Every time a celebrity dies unexpectedly, the news and entertainment industry nearly overwhelms us with coverage. If the celebrity dies by his or her own hand, the news-storm stalls out and rains reports and rumors on us for weeks. Among the people caught in the flood are children.
How do we talk to children about death? It is bad enough when the deceased are celebrities or victims of some nationally publicized tragedy, but it is even harder when the deceased is a member of the family. Even talking about the death of a family pet presents significant challenges.
As a dad, I have talked to my own children about death and, as a pastor, I’ve talked to other people’s children. Some children withdraw and isolate themselves, others get angry and act out, still others seek reassurance and the security of being near a loving adult.
Before I ever talked to a child about death, I was the child being talked to. I was in sixth grade. My older brother had been ill for a long time and my parents had been staying with him at the hospital while I stayed with my grandparents. I still remember my dad and mom as they stepped through my grandparents’ doorway. I knew immediately something was wrong: for one thing, they had returned in the middle of the afternoon; for another, they looked different – not like themselves.
It was my dad who told me. I do not think my mother could.
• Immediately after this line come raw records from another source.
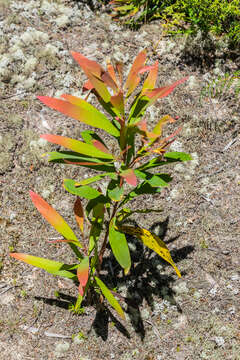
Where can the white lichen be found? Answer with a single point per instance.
(62, 21)
(30, 65)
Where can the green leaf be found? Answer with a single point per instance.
(116, 194)
(90, 135)
(124, 213)
(154, 180)
(72, 158)
(93, 179)
(101, 199)
(138, 108)
(180, 156)
(77, 146)
(51, 266)
(82, 274)
(119, 246)
(109, 296)
(152, 241)
(141, 189)
(86, 192)
(97, 224)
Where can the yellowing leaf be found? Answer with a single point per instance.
(152, 241)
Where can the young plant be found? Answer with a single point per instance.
(137, 151)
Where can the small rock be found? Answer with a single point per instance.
(181, 323)
(235, 277)
(181, 288)
(145, 314)
(78, 340)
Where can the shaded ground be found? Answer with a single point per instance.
(196, 317)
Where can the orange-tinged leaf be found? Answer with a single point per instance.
(82, 111)
(119, 246)
(100, 146)
(79, 214)
(87, 86)
(111, 72)
(152, 241)
(129, 176)
(106, 77)
(82, 163)
(133, 77)
(53, 217)
(83, 270)
(119, 67)
(118, 102)
(76, 146)
(151, 79)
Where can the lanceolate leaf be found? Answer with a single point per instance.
(92, 179)
(133, 77)
(169, 157)
(162, 92)
(118, 102)
(82, 274)
(178, 156)
(129, 176)
(51, 266)
(53, 217)
(79, 213)
(154, 180)
(109, 296)
(86, 192)
(99, 145)
(150, 81)
(152, 241)
(119, 246)
(81, 110)
(77, 146)
(68, 157)
(116, 193)
(94, 72)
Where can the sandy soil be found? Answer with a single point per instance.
(195, 317)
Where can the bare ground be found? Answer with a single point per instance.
(195, 317)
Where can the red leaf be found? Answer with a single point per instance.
(133, 77)
(79, 214)
(82, 271)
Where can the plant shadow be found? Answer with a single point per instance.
(145, 280)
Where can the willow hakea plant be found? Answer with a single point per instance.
(128, 171)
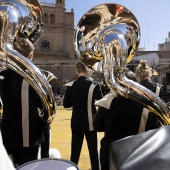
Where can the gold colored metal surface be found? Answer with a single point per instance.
(25, 16)
(106, 39)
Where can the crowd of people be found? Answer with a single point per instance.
(22, 125)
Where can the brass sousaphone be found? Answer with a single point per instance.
(106, 39)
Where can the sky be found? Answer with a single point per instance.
(153, 17)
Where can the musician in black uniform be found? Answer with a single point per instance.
(119, 117)
(81, 95)
(22, 128)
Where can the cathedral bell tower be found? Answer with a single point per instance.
(60, 5)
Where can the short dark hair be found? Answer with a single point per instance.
(23, 45)
(81, 68)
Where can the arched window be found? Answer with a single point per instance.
(52, 18)
(45, 18)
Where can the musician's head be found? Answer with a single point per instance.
(81, 69)
(143, 71)
(24, 46)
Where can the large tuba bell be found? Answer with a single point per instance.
(25, 16)
(106, 39)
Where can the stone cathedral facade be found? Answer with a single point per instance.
(54, 50)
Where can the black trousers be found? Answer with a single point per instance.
(23, 154)
(76, 146)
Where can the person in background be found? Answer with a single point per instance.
(81, 95)
(45, 146)
(21, 126)
(118, 117)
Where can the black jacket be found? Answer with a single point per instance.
(21, 126)
(81, 96)
(151, 86)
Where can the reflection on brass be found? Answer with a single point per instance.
(106, 39)
(25, 16)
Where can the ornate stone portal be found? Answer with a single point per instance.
(54, 50)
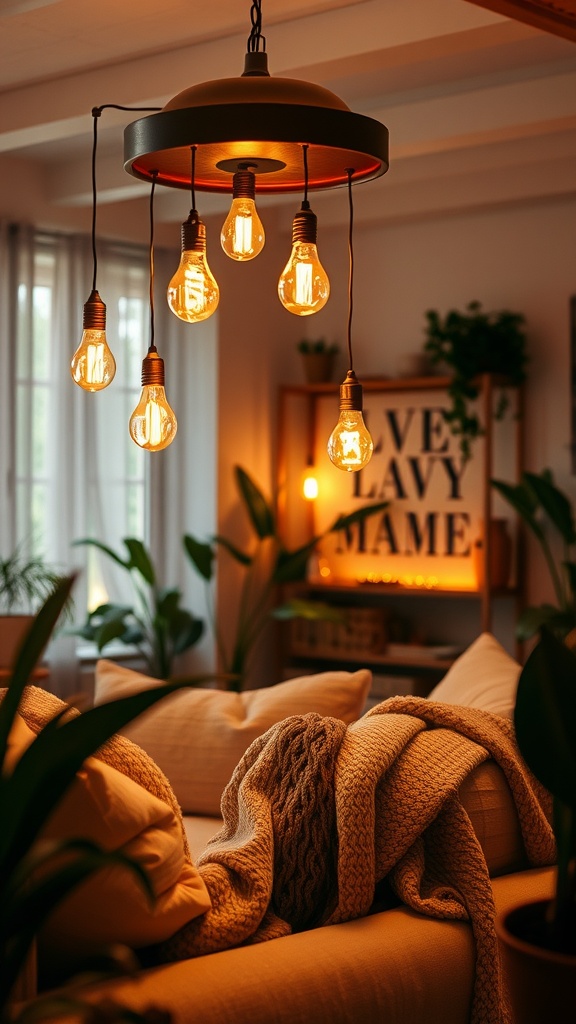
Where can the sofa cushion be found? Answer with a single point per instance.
(485, 676)
(199, 735)
(113, 810)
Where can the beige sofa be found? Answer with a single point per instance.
(394, 965)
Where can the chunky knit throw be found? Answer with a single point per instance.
(317, 813)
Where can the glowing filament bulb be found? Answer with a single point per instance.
(93, 366)
(351, 445)
(153, 424)
(242, 236)
(310, 483)
(303, 287)
(193, 292)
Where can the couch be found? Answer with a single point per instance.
(392, 963)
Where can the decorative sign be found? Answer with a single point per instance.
(426, 537)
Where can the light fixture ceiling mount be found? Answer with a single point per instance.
(256, 118)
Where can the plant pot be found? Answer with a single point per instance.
(319, 367)
(541, 982)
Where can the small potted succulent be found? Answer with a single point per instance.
(25, 583)
(318, 359)
(470, 343)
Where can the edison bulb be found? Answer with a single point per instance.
(153, 424)
(242, 237)
(93, 366)
(310, 483)
(351, 445)
(303, 287)
(193, 292)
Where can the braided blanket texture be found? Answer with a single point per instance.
(317, 813)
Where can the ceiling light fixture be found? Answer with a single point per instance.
(249, 134)
(153, 424)
(350, 444)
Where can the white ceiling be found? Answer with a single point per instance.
(481, 110)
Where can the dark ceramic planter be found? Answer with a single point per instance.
(541, 982)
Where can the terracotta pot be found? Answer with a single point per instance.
(541, 982)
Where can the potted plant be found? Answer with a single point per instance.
(470, 343)
(25, 583)
(543, 507)
(538, 940)
(157, 625)
(36, 877)
(268, 565)
(318, 359)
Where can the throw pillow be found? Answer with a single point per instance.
(112, 808)
(198, 736)
(485, 676)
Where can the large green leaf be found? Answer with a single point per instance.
(259, 511)
(545, 716)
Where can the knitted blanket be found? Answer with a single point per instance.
(317, 813)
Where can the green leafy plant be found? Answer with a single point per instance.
(470, 343)
(545, 727)
(34, 875)
(268, 565)
(544, 508)
(25, 583)
(157, 625)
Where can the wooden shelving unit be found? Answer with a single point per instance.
(354, 594)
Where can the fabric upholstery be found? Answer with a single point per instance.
(110, 808)
(198, 736)
(485, 676)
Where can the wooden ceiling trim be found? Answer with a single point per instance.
(558, 16)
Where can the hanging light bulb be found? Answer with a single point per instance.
(153, 424)
(351, 445)
(242, 236)
(310, 482)
(93, 366)
(303, 287)
(193, 292)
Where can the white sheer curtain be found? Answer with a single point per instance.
(66, 458)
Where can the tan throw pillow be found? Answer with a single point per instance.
(116, 812)
(485, 676)
(198, 736)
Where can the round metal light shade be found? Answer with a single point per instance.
(256, 119)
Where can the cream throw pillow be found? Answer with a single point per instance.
(198, 736)
(116, 812)
(485, 676)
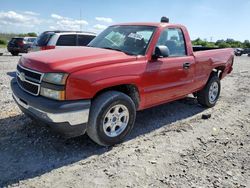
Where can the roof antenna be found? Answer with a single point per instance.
(164, 19)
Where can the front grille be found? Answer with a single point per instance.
(29, 80)
(30, 74)
(30, 88)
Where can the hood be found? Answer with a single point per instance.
(72, 59)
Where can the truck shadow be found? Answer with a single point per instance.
(28, 150)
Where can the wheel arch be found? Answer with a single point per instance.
(129, 89)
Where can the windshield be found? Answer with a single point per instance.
(132, 40)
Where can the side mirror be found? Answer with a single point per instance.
(161, 51)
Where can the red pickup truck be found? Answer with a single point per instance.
(127, 68)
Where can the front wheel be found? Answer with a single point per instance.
(209, 95)
(112, 117)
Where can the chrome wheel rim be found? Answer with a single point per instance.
(116, 120)
(213, 92)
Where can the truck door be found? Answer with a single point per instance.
(169, 78)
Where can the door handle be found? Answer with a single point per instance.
(186, 65)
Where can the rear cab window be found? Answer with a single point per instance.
(43, 39)
(84, 40)
(66, 40)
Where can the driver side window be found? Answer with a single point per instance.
(173, 38)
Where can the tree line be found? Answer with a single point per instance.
(5, 37)
(228, 43)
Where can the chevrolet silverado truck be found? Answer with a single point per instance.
(126, 68)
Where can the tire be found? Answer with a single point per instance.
(14, 53)
(209, 99)
(107, 109)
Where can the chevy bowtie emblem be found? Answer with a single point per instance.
(22, 76)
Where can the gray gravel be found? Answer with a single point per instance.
(170, 146)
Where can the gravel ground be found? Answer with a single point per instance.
(170, 146)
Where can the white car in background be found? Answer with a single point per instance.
(61, 39)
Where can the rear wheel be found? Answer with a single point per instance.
(209, 95)
(112, 117)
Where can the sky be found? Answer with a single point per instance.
(208, 19)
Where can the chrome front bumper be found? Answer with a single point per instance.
(73, 118)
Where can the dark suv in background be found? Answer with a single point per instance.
(62, 39)
(20, 45)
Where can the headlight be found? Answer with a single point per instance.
(55, 78)
(53, 94)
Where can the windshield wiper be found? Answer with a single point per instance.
(108, 48)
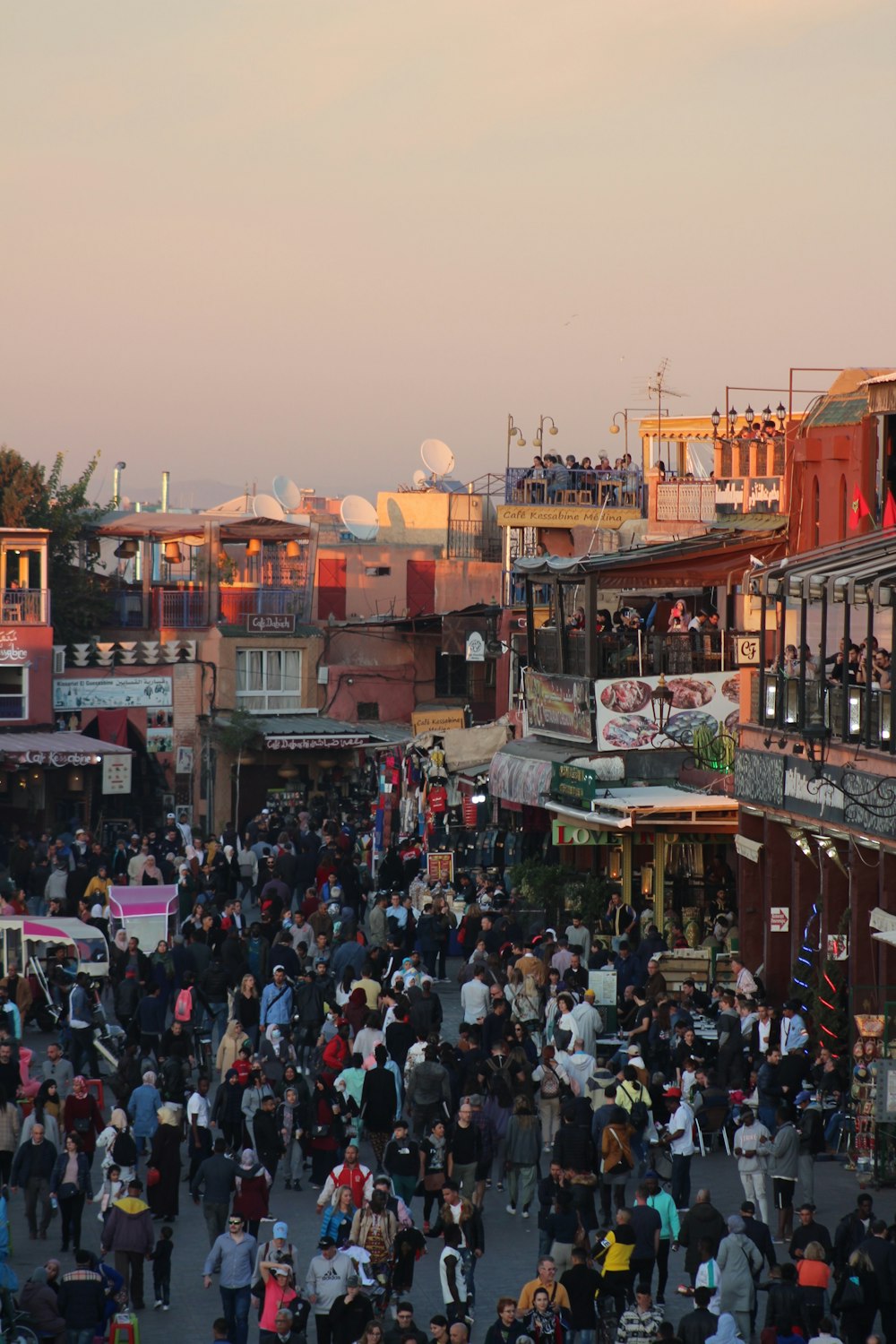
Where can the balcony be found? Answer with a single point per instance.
(24, 607)
(190, 609)
(575, 489)
(635, 655)
(855, 714)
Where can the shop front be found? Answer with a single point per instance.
(59, 780)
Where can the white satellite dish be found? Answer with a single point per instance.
(265, 505)
(288, 492)
(359, 518)
(437, 456)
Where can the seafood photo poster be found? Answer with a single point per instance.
(625, 718)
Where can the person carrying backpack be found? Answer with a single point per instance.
(633, 1097)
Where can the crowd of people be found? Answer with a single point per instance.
(332, 1091)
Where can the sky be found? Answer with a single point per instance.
(298, 237)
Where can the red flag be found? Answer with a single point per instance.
(858, 510)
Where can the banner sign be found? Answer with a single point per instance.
(112, 693)
(557, 706)
(440, 867)
(625, 714)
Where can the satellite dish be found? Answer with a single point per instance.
(288, 492)
(359, 518)
(265, 505)
(437, 456)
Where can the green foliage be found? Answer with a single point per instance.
(32, 497)
(560, 892)
(713, 752)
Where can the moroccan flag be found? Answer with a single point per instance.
(858, 510)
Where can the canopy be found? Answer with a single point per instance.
(56, 749)
(139, 902)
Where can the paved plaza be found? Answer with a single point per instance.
(511, 1242)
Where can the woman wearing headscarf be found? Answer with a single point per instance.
(81, 1116)
(164, 1156)
(726, 1331)
(228, 1112)
(70, 1185)
(142, 1110)
(39, 1301)
(120, 1145)
(152, 875)
(45, 1112)
(253, 1187)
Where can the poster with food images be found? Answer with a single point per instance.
(700, 699)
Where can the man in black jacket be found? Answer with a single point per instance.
(215, 1179)
(882, 1253)
(696, 1327)
(758, 1233)
(82, 1300)
(32, 1168)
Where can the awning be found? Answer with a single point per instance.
(56, 749)
(621, 809)
(858, 570)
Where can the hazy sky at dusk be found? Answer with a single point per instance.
(300, 237)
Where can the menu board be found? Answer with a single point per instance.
(700, 699)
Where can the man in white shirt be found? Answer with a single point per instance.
(198, 1117)
(474, 997)
(678, 1139)
(745, 983)
(753, 1147)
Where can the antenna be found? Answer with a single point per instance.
(265, 505)
(288, 492)
(359, 518)
(437, 456)
(657, 387)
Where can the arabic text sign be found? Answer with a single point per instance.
(559, 706)
(112, 693)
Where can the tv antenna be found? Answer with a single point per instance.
(657, 387)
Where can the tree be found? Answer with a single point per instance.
(32, 497)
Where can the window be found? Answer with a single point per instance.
(13, 693)
(450, 674)
(269, 680)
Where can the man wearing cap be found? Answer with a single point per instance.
(277, 1000)
(351, 1312)
(589, 1023)
(327, 1281)
(809, 1231)
(234, 1257)
(678, 1140)
(810, 1126)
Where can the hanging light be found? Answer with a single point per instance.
(661, 701)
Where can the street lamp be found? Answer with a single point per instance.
(513, 432)
(538, 433)
(661, 701)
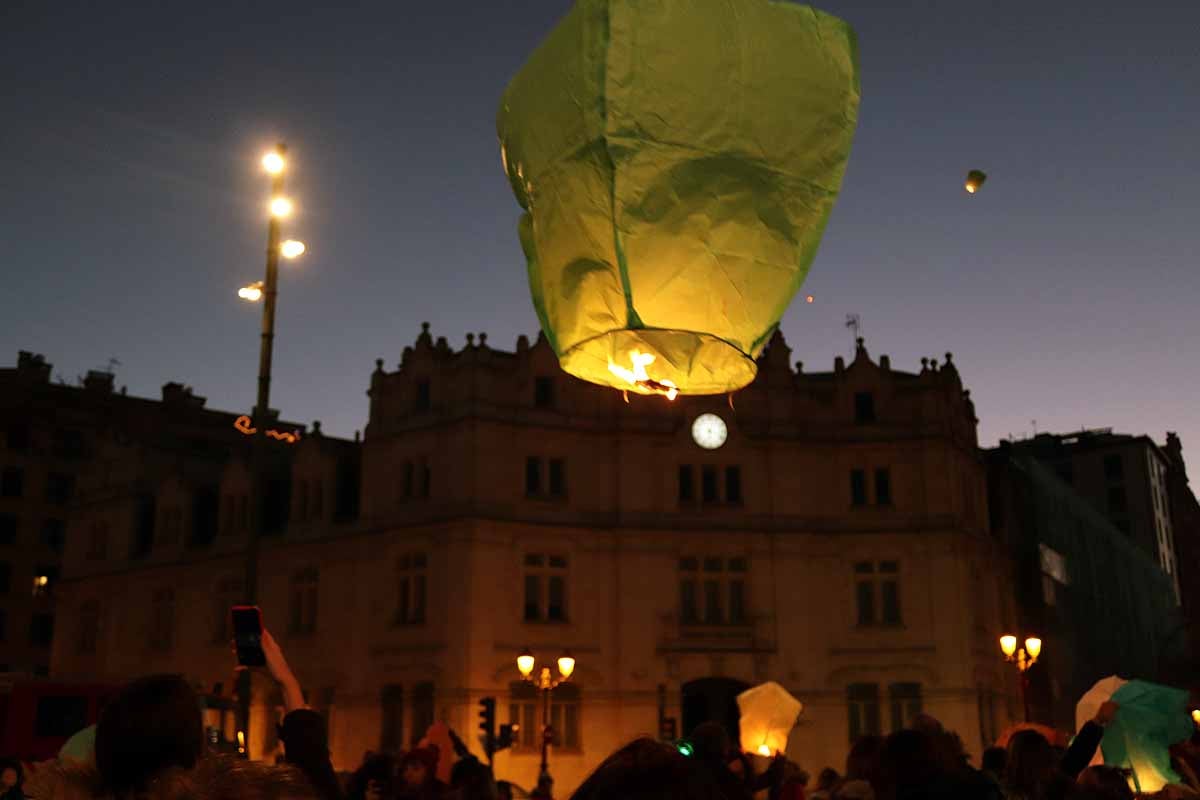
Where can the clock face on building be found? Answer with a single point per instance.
(709, 432)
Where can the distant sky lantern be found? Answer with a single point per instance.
(768, 715)
(677, 164)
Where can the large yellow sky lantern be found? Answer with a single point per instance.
(677, 163)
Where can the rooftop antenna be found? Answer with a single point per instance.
(855, 323)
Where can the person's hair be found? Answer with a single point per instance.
(864, 761)
(1111, 782)
(381, 769)
(910, 761)
(15, 765)
(1031, 763)
(994, 759)
(648, 770)
(154, 723)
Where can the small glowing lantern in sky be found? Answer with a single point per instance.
(677, 163)
(768, 715)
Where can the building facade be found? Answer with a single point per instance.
(825, 530)
(1122, 476)
(1101, 603)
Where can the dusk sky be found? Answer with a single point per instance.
(132, 205)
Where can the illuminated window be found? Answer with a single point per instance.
(526, 710)
(712, 590)
(411, 583)
(877, 593)
(545, 588)
(45, 578)
(162, 620)
(303, 609)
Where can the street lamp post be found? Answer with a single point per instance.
(545, 681)
(275, 163)
(1023, 657)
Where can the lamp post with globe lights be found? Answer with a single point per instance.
(545, 681)
(275, 163)
(1023, 657)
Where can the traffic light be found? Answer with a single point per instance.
(487, 723)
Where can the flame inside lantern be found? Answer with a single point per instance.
(639, 379)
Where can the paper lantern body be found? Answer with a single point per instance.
(1151, 719)
(677, 163)
(768, 715)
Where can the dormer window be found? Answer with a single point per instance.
(864, 408)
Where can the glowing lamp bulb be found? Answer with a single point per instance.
(1008, 645)
(281, 206)
(1033, 647)
(274, 163)
(253, 293)
(292, 248)
(565, 666)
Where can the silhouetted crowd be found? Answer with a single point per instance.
(149, 745)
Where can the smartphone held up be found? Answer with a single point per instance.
(247, 636)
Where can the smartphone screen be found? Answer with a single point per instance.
(247, 635)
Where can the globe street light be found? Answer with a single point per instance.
(545, 681)
(1023, 657)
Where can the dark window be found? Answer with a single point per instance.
(883, 487)
(857, 487)
(533, 599)
(162, 620)
(533, 475)
(544, 391)
(863, 705)
(864, 408)
(12, 482)
(557, 477)
(545, 588)
(18, 437)
(906, 707)
(7, 529)
(733, 485)
(391, 728)
(60, 715)
(423, 710)
(411, 585)
(1117, 500)
(69, 444)
(59, 488)
(54, 534)
(687, 487)
(41, 630)
(1114, 468)
(709, 492)
(303, 611)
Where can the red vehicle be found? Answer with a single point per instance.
(39, 716)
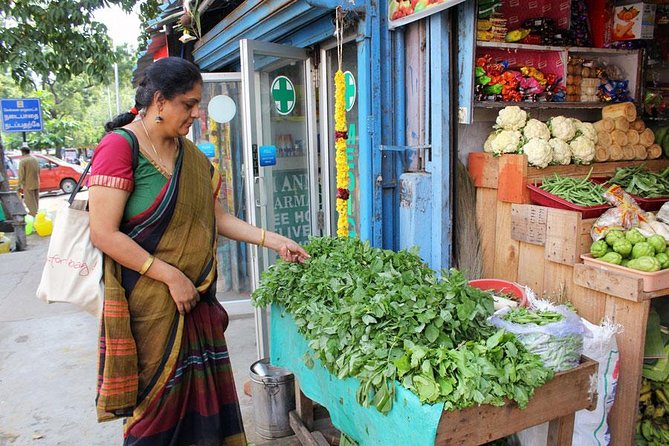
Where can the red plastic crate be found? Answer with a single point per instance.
(539, 196)
(501, 286)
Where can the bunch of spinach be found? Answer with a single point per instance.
(382, 316)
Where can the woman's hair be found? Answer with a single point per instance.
(171, 76)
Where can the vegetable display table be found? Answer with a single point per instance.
(541, 247)
(410, 422)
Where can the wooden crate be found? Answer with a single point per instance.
(540, 247)
(555, 401)
(509, 174)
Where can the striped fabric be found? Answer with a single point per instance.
(109, 181)
(170, 374)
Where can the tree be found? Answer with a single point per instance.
(45, 41)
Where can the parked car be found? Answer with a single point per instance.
(54, 173)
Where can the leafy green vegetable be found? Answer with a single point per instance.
(384, 316)
(639, 181)
(525, 316)
(580, 191)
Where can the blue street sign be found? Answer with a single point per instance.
(21, 115)
(267, 155)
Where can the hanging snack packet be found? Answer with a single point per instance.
(625, 214)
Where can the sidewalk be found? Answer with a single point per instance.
(48, 363)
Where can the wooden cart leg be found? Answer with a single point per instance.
(303, 435)
(560, 431)
(304, 407)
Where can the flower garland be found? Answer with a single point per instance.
(341, 135)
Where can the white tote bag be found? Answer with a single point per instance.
(73, 269)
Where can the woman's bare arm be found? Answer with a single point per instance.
(236, 229)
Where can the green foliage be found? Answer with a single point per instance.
(54, 50)
(382, 317)
(58, 39)
(75, 111)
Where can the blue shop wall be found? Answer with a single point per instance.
(410, 83)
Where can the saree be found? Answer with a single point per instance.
(169, 374)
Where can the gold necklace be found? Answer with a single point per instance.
(160, 160)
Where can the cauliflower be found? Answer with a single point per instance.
(511, 118)
(582, 149)
(506, 141)
(539, 152)
(536, 129)
(586, 129)
(562, 128)
(561, 151)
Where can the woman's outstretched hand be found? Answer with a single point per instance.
(290, 251)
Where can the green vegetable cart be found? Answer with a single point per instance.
(410, 422)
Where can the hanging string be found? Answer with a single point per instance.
(340, 15)
(341, 130)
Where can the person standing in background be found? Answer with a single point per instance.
(29, 180)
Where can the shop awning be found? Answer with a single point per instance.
(260, 20)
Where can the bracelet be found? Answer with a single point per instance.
(262, 238)
(146, 265)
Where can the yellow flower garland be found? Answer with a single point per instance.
(340, 155)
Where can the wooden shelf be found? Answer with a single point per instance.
(563, 105)
(555, 402)
(571, 49)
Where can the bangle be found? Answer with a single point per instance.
(146, 265)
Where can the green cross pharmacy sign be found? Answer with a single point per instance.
(283, 94)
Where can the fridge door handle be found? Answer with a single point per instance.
(261, 197)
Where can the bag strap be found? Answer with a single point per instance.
(134, 145)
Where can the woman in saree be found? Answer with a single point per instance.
(163, 361)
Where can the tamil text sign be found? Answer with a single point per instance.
(21, 115)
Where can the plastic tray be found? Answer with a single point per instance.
(501, 286)
(650, 204)
(539, 196)
(658, 280)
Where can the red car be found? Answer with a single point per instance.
(54, 173)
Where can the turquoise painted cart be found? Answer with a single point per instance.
(416, 424)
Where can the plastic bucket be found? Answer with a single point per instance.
(273, 390)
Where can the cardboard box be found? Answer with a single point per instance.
(634, 21)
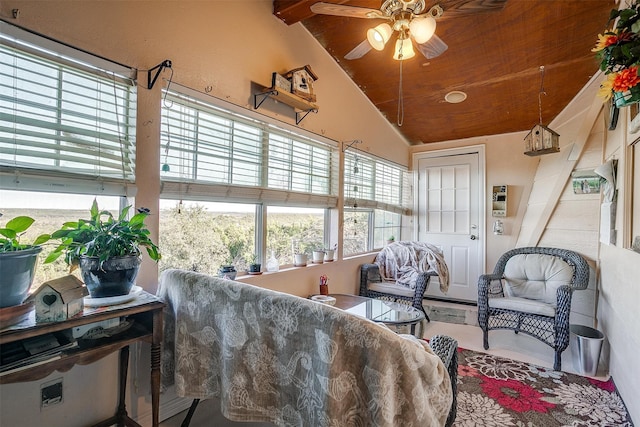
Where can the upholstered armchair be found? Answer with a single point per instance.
(530, 291)
(401, 273)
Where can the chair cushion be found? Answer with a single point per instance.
(536, 277)
(391, 288)
(523, 304)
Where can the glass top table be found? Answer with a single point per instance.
(387, 312)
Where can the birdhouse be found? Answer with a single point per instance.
(302, 82)
(541, 140)
(59, 299)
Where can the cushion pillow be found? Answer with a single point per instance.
(536, 277)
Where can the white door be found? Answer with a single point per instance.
(450, 194)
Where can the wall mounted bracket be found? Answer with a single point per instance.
(287, 98)
(161, 66)
(348, 144)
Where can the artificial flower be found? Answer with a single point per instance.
(626, 79)
(606, 87)
(610, 38)
(618, 51)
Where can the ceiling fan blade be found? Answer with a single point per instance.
(456, 8)
(432, 47)
(359, 51)
(349, 11)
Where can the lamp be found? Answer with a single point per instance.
(379, 36)
(404, 48)
(422, 29)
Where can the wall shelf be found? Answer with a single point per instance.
(287, 98)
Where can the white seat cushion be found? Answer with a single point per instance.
(391, 288)
(524, 305)
(536, 277)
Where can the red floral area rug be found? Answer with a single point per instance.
(494, 391)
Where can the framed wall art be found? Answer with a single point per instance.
(585, 182)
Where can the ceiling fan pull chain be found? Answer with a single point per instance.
(400, 117)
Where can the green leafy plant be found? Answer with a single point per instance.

I listened, tried not to cry (as I had been taught), but couldn’t help myself. I fell into a chair and sobbed. My poor dad, tough Marine that he’d been, had no idea how to comfort me.
My grandmother said something to me about heaven and, while that was comforting, it was cold comfort. Over the next days – probably over the next months and years – I did all the things I needed to do, but retreated further and further into myself. Looking back, I wish my parents had been better equipped to talk with me about my brother’s death, but they, living through their own nightmare, had no idea how to do so.
Sometimes grieving children will laugh and play and parents will say, “Children are remarkably resilient,” and assume they are “doing okay.” That may be the case, but it does not mean the child isn’t grieving. Children grieve in all kinds of ways. Play can be a child’s way of escaping reality and the pain that goes along with it.
Parents can use this to advantage by allowing a child to express himself through play. Small children can take part in needed conversations using favorite stuffed animals. They may be able to express feelings through Teddy Bear that they cannot state directly.
Avoid using code words with children. As hard as it is, they need to hear their loved one “died” rather than “passed on” or “crossed over.” We often use euphemisms to soften the blow – for ourselves as well as for them – but in the long run, it is unhelpful to be vague.
Therapists recommend telling children about the physical nature of death before talking about its underlying spiritual realities. Young children need to know their loved one will not speak or eat or talk. When that has been understood, it is time to talk about the spiritual side of death.
When it comes to talking to children about death, the biggest difficulty some parents face is not knowing what they think about it themselves. I’m sure this was the case with my parents. They had, quite understandably, avoided thinking about death as long as they could. As a result, they were completely unprepared to talk about it.
We cannot explain to children what we don’t understand. When it comes to understanding death, there is no richer resource than the Bible. Christian thinkers also offer real help. The metaphysical poet John Donne’s last sermon, Death’s Duel, is beautiful and inspiring. The philosopher Peter Kreeft’s book, Love Is Stronger than Death, is brilliant and helpful. Jerry Sittser’s, A Grace Disguised, is full of hope. For children, What Happens When We Die? by Carolyn Nystrom, articulates in simple language questions children ponder but will probably not ask.